41/02 Passrecht Fremdenrecht;

Norm

FrG 1997 §31 Abs1;
FrG 1997 §33 Abs1;
FrG 1997 §37 Abs1;

Betreff

Der Verwaltungsgerichtshof hat durch den Vorsitzenden Senatspräsident Dr. Zeizinger und die Hofräte Dr. Rigler, Dr. Handstanger, Dr. Bayjones und Dr. Enzenhofer als Richter, im Beisein des Schriftführers Mag. Paal, über die Beschwerde des PJ, (geb. 1.3.1980), vertreten durch Mag. Dr. Helmut Blum, Rechtsanwalt in 4020 Linz, Mozartstraße 11, gegen den Bescheid der Sicherheitsdirektion für das Bundesland Oberösterreich vom 28. Dezember 1998, Zl. St-264/98, betreffend Ausweisung, zu Recht erkannt:

Spruch

Die Beschwerde wird als unbegründet abgewiesen.

Der Beschwerdeführer hat dem Bund Aufwendungen in der Höhe von S 565,-- binnen zwei Wochen bei sonstiger Exekution zu ersetzen.

Begründung

I.

1. Mit dem im Instanzenzug ergangenen Bescheid der Sicherheitsdirektion für das Bundesland Oberösterreich (der belangten Behörde) vom 28. Dezember 1998 wurde der Beschwerdeführer gemäß § 33 Abs. 1 iVm § 31 Abs. 1 und § 37 Abs. 1 des Fremdengesetzes 1997 - FrG, BGBl. I Nr. 75, ausgewiesen.
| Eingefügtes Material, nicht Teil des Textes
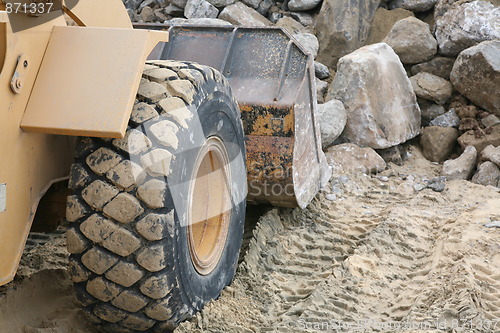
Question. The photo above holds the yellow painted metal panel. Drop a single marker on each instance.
(88, 81)
(98, 13)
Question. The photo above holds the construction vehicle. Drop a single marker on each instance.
(165, 133)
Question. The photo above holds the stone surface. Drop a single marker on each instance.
(415, 5)
(431, 87)
(412, 41)
(449, 119)
(487, 174)
(200, 9)
(492, 154)
(430, 111)
(437, 143)
(382, 110)
(439, 66)
(476, 75)
(302, 5)
(240, 14)
(291, 25)
(343, 27)
(309, 42)
(466, 24)
(461, 167)
(481, 140)
(348, 157)
(332, 118)
(321, 71)
(321, 88)
(490, 120)
(383, 22)
(305, 19)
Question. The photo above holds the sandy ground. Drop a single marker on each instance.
(370, 254)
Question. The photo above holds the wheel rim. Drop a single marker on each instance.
(210, 206)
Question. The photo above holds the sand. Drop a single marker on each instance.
(370, 254)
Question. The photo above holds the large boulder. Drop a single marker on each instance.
(200, 9)
(382, 109)
(412, 41)
(487, 174)
(240, 14)
(481, 140)
(348, 157)
(465, 25)
(461, 167)
(415, 5)
(438, 143)
(332, 119)
(431, 87)
(342, 27)
(439, 66)
(383, 21)
(476, 75)
(491, 154)
(302, 5)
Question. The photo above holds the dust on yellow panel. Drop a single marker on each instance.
(88, 81)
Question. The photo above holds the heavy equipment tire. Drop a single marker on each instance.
(139, 260)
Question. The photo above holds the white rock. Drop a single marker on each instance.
(332, 119)
(382, 109)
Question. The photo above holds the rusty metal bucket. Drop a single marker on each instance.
(272, 78)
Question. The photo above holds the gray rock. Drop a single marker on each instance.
(432, 87)
(291, 25)
(382, 110)
(490, 120)
(492, 154)
(439, 66)
(415, 5)
(221, 3)
(465, 25)
(303, 18)
(179, 3)
(430, 111)
(332, 119)
(461, 167)
(321, 88)
(482, 139)
(412, 41)
(449, 119)
(174, 10)
(348, 157)
(240, 14)
(342, 27)
(383, 22)
(437, 143)
(302, 5)
(437, 184)
(321, 71)
(487, 174)
(476, 75)
(197, 21)
(309, 42)
(200, 9)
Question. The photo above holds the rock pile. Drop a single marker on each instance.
(387, 71)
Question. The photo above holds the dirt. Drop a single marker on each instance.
(372, 253)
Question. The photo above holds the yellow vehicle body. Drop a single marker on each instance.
(46, 88)
(59, 81)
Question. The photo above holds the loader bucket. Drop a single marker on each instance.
(272, 78)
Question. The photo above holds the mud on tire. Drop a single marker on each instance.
(137, 261)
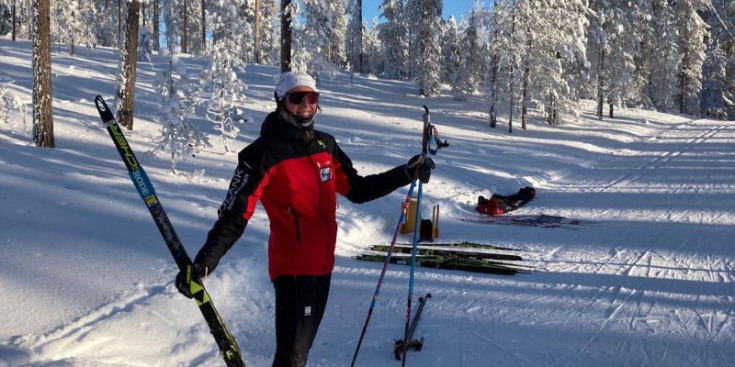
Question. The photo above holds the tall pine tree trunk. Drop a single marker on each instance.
(156, 32)
(184, 29)
(43, 119)
(493, 114)
(512, 62)
(360, 61)
(13, 16)
(118, 42)
(204, 27)
(128, 62)
(600, 86)
(257, 32)
(285, 35)
(526, 79)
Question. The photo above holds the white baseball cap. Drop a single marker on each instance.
(293, 79)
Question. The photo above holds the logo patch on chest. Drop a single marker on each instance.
(326, 174)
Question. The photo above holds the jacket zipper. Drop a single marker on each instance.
(296, 223)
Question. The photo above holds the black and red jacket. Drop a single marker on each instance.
(296, 173)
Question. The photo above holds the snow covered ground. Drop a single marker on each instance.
(87, 281)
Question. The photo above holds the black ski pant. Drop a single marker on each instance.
(300, 303)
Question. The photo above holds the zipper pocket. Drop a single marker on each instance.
(296, 223)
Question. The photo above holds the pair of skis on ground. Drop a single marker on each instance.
(464, 256)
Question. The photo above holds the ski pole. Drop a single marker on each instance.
(417, 224)
(408, 343)
(382, 272)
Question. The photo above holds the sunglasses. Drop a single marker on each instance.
(298, 97)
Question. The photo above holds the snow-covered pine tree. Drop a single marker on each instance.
(720, 17)
(355, 37)
(427, 31)
(246, 12)
(338, 22)
(270, 32)
(496, 31)
(145, 43)
(104, 25)
(221, 91)
(610, 45)
(665, 58)
(373, 49)
(179, 137)
(692, 33)
(318, 44)
(473, 57)
(10, 101)
(551, 49)
(451, 50)
(714, 91)
(392, 35)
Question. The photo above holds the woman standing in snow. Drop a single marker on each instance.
(296, 172)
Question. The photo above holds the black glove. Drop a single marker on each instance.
(194, 272)
(418, 168)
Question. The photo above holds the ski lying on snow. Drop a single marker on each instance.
(439, 262)
(433, 250)
(536, 220)
(464, 244)
(228, 347)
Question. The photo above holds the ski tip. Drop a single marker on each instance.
(100, 103)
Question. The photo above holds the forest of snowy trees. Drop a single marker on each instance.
(517, 55)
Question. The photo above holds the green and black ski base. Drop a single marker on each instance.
(438, 262)
(228, 347)
(449, 253)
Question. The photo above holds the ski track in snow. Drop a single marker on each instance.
(626, 299)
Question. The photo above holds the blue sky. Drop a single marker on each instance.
(451, 7)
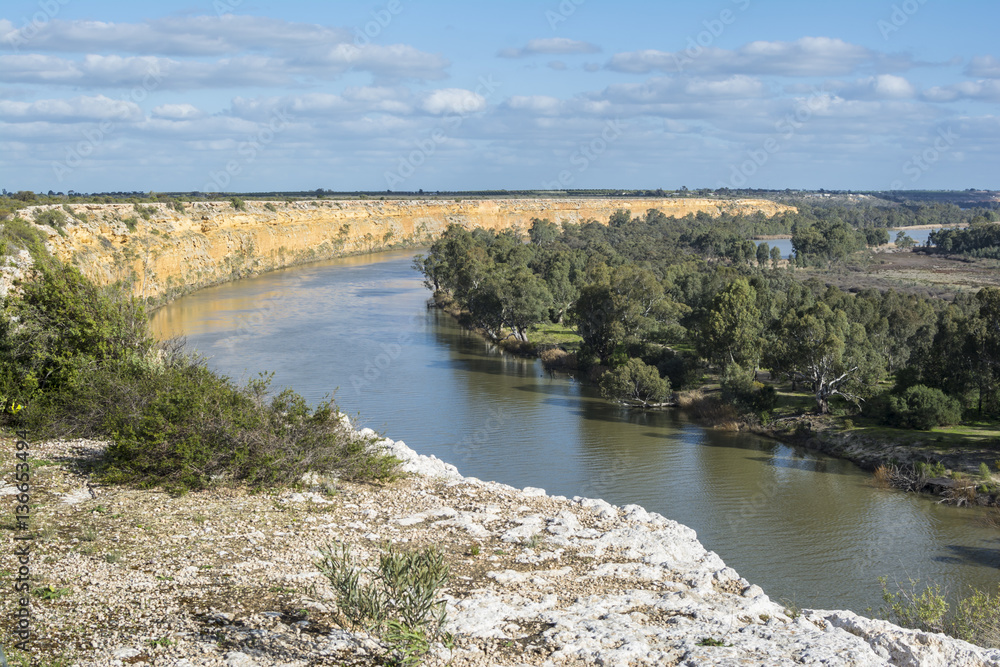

Der Beschwerdeführer bezeichne sich als Staatsangehöriger von Sierra Leone; seine Angaben zur Person seien nicht dokumentiert, er besitze keinerlei Personaldokument. Nach seinen Angaben im Asylverfahren (Niederschrift vom 3. November 1997) sei der Beschwerdeführer auf dem Landweg versteckt auf der Ladefläche eines LKW ins Bundesgebiet gelangt; über welchen Staat die Einreise erfolgt sei, sei dem Beschwerdeführer unbekannt. Noch am Tag seiner Einreise, am 30. Oktober 1997, habe der Beschwerdeführer einen Asylantrag gestellt, der vom Bundesasylamt, Außenstelle Linz, mit Bescheid vom 24. November 1997 abgewiesen worden sei. Die vom Jugenwohlfahrtsamt des Magistrats der Landeshauptstadt Linz als dem gesetzlichen Vertreter des Beschwerdeführers eingebrachte Berufung sei mit Bescheid des unabhängigen Bundesasylsenates vom 5. Juni 1998 abgewiesen worden. Der Beschwerdeführer sei weder im Besitz eines Einreise- noch eines Aufenthaltstitels.

Der Beschwerdeführer halte sich insofern nicht rechtmäßig im Bundesgebiet auf, als er unter Umgehung der Grenzkontrolle eingereist sei, er keinen Aufenthaltstitel besitze und ihm nach rechtskräftigem Abschluss des Asylverfahrens auch keine Aufenthaltsberechtigung nach dem Asylgesetz 1997 zukomme. Die Ausweisung sei in das Ermessen der Behörde gestellt. In Anbetracht dessen, dass der Beschwerdeführer illegal in das Bundesgebiet gelangt sei und seine Identität in keiner Weise feststehe, sei es gerechtfertigt, im Interesse der Aufrechterhaltung der öffentlichen Ordnung auf dem Gebiet des Fremdenwesens von dem der Behörde eingeräumten Ermessen zum Nachteil des Beschwerdeführers Gebrauch zu machen. Immerhin komme den für die Einreise und den Aufenthalt von Fremden getroffenen Regelungen und deren Befolgung durch den Normadressaten aus der Sicht des Schutzes und der Aufrechterhaltung der öffentlichen Ordnung ein sehr hoher Stellenwert zu.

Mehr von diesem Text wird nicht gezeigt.